J'ai rédigé moi-même le résumé ci-dessus et j'ai fait de mon mieux pour me concentrer sur l'essentiel, mais je le reconnais, il ne donne aucune idée de la richesse de ce roman. Détaillons un peu, donc. L'histoire se passe en 2454, ce que nous apprenons dès les premières pages où figurent les permissions des publication des six autorités principales du monde de l'époque. Il y a également des citations en latin et un avertissement concernant le contenu "Raté D par la Commission Européenne des Médias Dangereux" (bravo pour la traduction "ratée" du français...), ainsi qu'un approbatur concernant son caractère non-prosélytique par la commission sur la religion en littérature. Si ce mélange de futurisme et de moyenâgeux ne vous secoue pas encore assez les méninges, le narrateur, Mycroft Canner, emploie les premières pages pour expliquer pourquoi il va rédiger son compte-rendu des sept jours qui vont changer l'histoire de l'humanité... dans la langue de la Renaissance.

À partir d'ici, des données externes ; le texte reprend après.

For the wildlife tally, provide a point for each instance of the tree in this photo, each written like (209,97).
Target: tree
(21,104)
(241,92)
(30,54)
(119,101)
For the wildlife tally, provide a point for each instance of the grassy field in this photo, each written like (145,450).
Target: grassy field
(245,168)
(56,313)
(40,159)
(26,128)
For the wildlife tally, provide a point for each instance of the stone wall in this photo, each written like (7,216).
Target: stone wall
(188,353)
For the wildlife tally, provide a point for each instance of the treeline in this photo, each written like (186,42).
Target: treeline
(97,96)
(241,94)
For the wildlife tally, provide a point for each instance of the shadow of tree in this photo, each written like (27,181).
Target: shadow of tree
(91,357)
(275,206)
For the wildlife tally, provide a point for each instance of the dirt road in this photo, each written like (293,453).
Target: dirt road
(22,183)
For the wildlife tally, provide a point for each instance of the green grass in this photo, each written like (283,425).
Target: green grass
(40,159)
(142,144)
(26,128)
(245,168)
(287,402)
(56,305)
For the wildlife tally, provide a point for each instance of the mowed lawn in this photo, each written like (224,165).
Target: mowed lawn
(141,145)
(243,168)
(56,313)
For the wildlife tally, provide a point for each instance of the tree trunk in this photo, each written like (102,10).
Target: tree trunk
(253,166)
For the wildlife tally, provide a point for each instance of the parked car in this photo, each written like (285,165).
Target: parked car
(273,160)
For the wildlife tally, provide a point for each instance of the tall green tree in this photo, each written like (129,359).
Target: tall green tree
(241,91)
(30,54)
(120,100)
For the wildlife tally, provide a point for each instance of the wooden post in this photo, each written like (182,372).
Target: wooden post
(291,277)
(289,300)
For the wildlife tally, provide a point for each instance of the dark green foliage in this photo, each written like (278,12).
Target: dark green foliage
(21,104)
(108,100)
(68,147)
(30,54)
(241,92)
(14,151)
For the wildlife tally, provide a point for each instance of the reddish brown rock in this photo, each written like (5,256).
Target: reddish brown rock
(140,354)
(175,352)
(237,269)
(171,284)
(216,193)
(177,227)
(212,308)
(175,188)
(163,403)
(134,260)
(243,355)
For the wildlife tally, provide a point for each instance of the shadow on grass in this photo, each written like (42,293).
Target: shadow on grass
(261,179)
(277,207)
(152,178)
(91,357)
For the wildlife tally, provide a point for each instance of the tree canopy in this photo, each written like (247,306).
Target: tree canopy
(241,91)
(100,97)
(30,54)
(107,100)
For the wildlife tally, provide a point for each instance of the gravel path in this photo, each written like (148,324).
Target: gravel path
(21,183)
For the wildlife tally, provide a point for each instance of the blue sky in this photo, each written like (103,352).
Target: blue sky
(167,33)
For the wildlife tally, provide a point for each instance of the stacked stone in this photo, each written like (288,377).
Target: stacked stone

Après ça, il faut clairement s'accrocher. L'anglais d'époque n'est au final pas trop compliqué à suivre, malgré les appartés entre le narrateur et un lecteur hypothétique et les signes typographiques indiquant le changement de langue (voire parfois le texte en latin suivi de ses différentes traductions possibles). Mais l'auteur ne nous accorde aucun répit dans l'apprentissage, et il faut beaucoup de temps pour comprendre le monde dans lequel nous nous trouvons et qui a beaucoup, beaucoup changé, politiquement et socialement. Quelques exemples : le besoin d'égalité entre les sexes a conduit à rendre l'usage de pronoms genrés incongru, voire choquant (tout le monde dit "they" pour parler d'une autre personne); Mycroft, qui n'a pas l'habitude de distinguer les hommes et les femmes mais doit le faire dans son langage de la Renaissance, hésite sans arrêt et considère parfois les mêmes personnages comme masculin ou féminin en fonction des circonstances. Les nationalités sur base géographique, telles que nous les connaissons, n'ont plus cours ; chaque humain choisit son appartenance à l'une des six "hives" (ruches ? nations ?) qui se distinguent par leur identité propre (c'est d'ailleurs plus logique dans un monde où un système de transit hyper développé permet de se rendre n'importe où sur le globe en une heure ou deux maximum). Tous les humains possèdent un "tracker" qui les identifie, les localise en permanence, et leur permet de communiquer via une lentille dans l'oeil, tout ça pour le bien de tous (en tous cas, ça ne dérange pas grand-monde). La cellule familiale a été remplacée par le "bash", une communauté choisie. A la suite d'une guerre de religion affreuse, la religion est taboue, alors chaque personne doit avoir un "sensayer", un spécialiste du divin et de la philosophie qui l'aidera à trouver un sens à sa vie. Etc, etc.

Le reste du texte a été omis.